И многие, удивленно переглянувшись спрашивали: ‘Неужели это, и вправду,— чеховские слова? Да ведь это пророчество!’.
Я в этой исповеди чеховской веры услышал тот же голос, который звуча 25 лет тому назад — на заре моей молодости.
И оглянувшись назад, в эту туманную даль, я увидел юного гимназистика, с замирающим сердцем стоявшего в приемной редактора. Робкий юнец принес в газету свою первую статью: статью о Чехове.
Этот далекий призрак моей юности улыбнулся мне сочувственно: он-то понимал, что слова чеховского Тузенбаха о труде и буре были и впрямь пророческими.
Верой в это пророчество воспиталось целое поколение.

Юрий Соболев.

ОПТИМИЗМ ЧЕХОВА

Отсутствие определенного философского мировоззрения Чехов, как мы внаем, воспринимал остро, болезненно (‘осмысленная жизнь, — писал он в одном письме, — без определенного мировоззрения — не жизнь, а тягота-ужас’), но отсутствующее мировоззрение ему в значительной степени заменяло мироощущение. Это был глубоко-жизнерадостный человек, относившийся к жизни с ненасытным, жадным и активным интересом. Мир его восприятий был необычайно обширен, жизнь раскрывалась ‘перед ним с щедростью, о какой средний человек даже не мечтает.
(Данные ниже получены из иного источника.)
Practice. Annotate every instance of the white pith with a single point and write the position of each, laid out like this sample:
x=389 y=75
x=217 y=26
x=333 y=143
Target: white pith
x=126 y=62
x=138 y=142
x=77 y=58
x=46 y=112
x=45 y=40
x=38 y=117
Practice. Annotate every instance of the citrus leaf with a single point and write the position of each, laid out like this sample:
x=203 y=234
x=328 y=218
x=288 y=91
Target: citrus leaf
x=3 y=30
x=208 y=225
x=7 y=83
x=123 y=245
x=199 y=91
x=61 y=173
Здесь мы не пытаемся даже приблизительно и схематически очертить диапазон чеховских восприятий, это — предмет специальной и обширной темы. Ограничимся лишь указанием на два обстоятельства: во-первых, на многосторонность и разнообразие его впечатлений, во-вторых, — на их глубину, их интенсивность. Трудно назвать, о одной стороны, такую область жизни, которая не заключала бы в себе интереса для Чехова. С другой стороны, только дети, да и то лишь в определенном круге явлений, так свежо воспринимают впечатления, как их воспринимал Чехов: прочтите его письма не только из таких мест, где он наблюдал новые формы жизни, значительные произведения искусства или захватывающие пейзажи,— описания Венеции, заката в Бенгальском заливе, Байкала и т. п., но где перед ним была самая простая жизнь с самой обычной природой,— какой-нибудь Псёл с рыбной ловлей, Бабкино и т. п.,— и бы уловите тот характерный тон детской свежести, какой бывает, когда ‘новы все впечатленья бытия’.
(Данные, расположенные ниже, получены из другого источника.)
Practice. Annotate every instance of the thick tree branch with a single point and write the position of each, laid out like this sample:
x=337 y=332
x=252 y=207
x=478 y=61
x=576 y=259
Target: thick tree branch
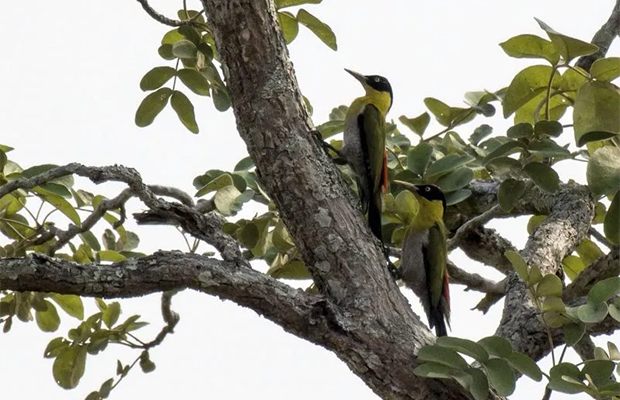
x=295 y=310
x=487 y=246
x=571 y=212
x=605 y=267
x=603 y=38
x=347 y=265
x=199 y=225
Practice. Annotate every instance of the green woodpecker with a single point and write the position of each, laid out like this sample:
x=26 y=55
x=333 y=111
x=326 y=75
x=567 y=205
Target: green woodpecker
x=424 y=256
x=364 y=144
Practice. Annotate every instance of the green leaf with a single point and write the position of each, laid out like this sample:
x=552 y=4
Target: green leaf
x=151 y=106
x=480 y=133
x=573 y=265
x=442 y=355
x=290 y=3
x=505 y=149
x=547 y=148
x=550 y=128
x=441 y=111
x=600 y=371
x=543 y=176
x=522 y=130
x=496 y=346
x=225 y=200
x=567 y=46
x=185 y=110
x=194 y=80
x=447 y=164
x=111 y=255
x=518 y=263
x=418 y=124
x=573 y=332
x=591 y=313
x=419 y=157
x=320 y=29
x=221 y=101
x=48 y=319
x=604 y=290
x=434 y=370
x=550 y=285
x=55 y=347
x=69 y=366
x=456 y=179
x=510 y=191
x=457 y=196
x=557 y=382
x=525 y=365
x=611 y=226
x=534 y=275
x=215 y=184
x=531 y=46
x=111 y=313
x=603 y=171
x=595 y=113
x=289 y=25
x=155 y=78
x=526 y=85
x=71 y=304
x=90 y=239
x=479 y=387
x=606 y=69
x=184 y=49
x=501 y=376
x=465 y=346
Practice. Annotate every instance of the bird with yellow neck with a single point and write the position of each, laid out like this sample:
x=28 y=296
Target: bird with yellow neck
x=364 y=144
x=423 y=265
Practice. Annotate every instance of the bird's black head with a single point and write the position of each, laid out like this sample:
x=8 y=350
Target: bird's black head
x=431 y=192
x=378 y=83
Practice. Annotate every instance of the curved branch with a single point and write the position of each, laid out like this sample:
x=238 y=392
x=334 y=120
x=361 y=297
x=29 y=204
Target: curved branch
x=293 y=309
x=572 y=210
Словно мальчик, которому предстоит неиспытанное еще наслаждение прокатиться в автомобиле, Чехов подряд в нескольких письмах сообщает из-за границы, что поедет домой в поезде-молния, как ребенок, вернувшийся с детского спектакля, он рассказывает, что ‘в театре на сцене — в гостиной ходила собака’, сообщает о новом модном галстуке, который он купил и носит, о новом костюме, пальто,— о всем таком, а чем редко пишут своим родным писатели, профессионально отвыкшие принимать в свой личный багаж впечатлений всю эту пестроту простейших и невидных фактов…
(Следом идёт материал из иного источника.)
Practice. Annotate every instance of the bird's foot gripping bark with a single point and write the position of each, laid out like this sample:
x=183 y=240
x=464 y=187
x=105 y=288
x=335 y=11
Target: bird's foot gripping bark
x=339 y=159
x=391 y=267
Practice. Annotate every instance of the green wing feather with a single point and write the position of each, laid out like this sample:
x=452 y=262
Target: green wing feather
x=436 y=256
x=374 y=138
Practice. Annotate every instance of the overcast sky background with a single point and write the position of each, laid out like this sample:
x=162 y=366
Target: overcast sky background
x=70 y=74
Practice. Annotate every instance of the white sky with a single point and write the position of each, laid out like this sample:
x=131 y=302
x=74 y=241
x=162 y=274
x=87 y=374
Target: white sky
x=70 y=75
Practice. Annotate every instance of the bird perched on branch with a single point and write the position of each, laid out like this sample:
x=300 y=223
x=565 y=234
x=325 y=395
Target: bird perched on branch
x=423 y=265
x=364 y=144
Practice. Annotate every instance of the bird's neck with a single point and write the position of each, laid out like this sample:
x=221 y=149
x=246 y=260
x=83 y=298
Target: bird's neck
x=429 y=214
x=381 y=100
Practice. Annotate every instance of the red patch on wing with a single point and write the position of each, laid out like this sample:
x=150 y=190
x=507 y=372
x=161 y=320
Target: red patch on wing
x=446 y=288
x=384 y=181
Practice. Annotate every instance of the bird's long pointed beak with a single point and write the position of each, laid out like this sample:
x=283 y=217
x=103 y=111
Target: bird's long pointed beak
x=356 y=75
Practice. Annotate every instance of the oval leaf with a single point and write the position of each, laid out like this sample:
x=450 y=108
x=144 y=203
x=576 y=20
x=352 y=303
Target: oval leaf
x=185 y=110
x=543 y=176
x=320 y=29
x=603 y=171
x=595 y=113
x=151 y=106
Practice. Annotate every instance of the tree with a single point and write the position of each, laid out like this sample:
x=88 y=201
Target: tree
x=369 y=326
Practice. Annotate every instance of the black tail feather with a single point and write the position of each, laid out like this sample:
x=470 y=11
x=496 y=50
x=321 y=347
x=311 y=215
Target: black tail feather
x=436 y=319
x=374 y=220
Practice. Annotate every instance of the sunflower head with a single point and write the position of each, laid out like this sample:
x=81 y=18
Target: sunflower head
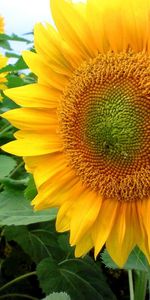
x=3 y=80
x=88 y=119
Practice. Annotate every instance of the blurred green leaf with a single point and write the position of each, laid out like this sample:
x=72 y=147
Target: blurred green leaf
x=7 y=164
x=57 y=296
x=36 y=243
x=16 y=210
x=80 y=278
x=136 y=261
x=5 y=44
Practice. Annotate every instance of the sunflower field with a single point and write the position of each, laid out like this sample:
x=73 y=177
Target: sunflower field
x=75 y=154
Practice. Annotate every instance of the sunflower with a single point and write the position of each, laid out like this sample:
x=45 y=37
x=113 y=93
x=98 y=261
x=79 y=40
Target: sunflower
x=84 y=128
x=1 y=24
x=3 y=80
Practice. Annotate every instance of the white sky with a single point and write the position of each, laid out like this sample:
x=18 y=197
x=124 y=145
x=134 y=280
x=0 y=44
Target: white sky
x=21 y=15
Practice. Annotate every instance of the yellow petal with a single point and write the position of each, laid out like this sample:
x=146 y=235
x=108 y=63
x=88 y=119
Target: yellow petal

Жизнь катилась перед ним не сплошной обезличенной лентой, а потоком дифференцированных, отчетливых, ярких впечатлений, таких свежих, таких интересных, таких непривычных при всей своей обыденности. И нет ни одного человека, который, мало-мальски близко зная Чехова, не удивлялся бы его репутации пессимиста, которая в силу разных причин по недоразумению за ним укрепилась. ‘В основе его натуры лежала жизнерадостность’,— заявляет Бунин. А Станиславский прямо указывает: ‘Антон Павлович был самым большим оптимистом, какого мне только приходилось видеть’. Сам Чехов категорически заявлял о себе: ‘Я — человек жизнерадостный’ (в письме к Л. А. Авиловой в 1897 г.).
Откуда же эта репутация пессимиста и нытика, утвердившаяся на долгие годы за Чеховым и сопровождающая его имя до наших дней?
Как ни звучит это парадоксально, но ‘пессимизм’ Чехова — не более как оборотная сторона его жизнерадостности, обусловлен именно ею. В указанном письме к Авиловой он замечает: ‘Вы сетуете, что герои мои мрачны. Увы, не моя в том вина! У меня выходит это невольно, и когда я пишу, то мне не кажется, что я пишу мрачно, во всяком случае работая, я всегда бываю в хорошем настроении. Замечено, что мрачные люди, меланхолики пишут всегда весело, а жизнерадостные своими писаниями нагоняют тоску’.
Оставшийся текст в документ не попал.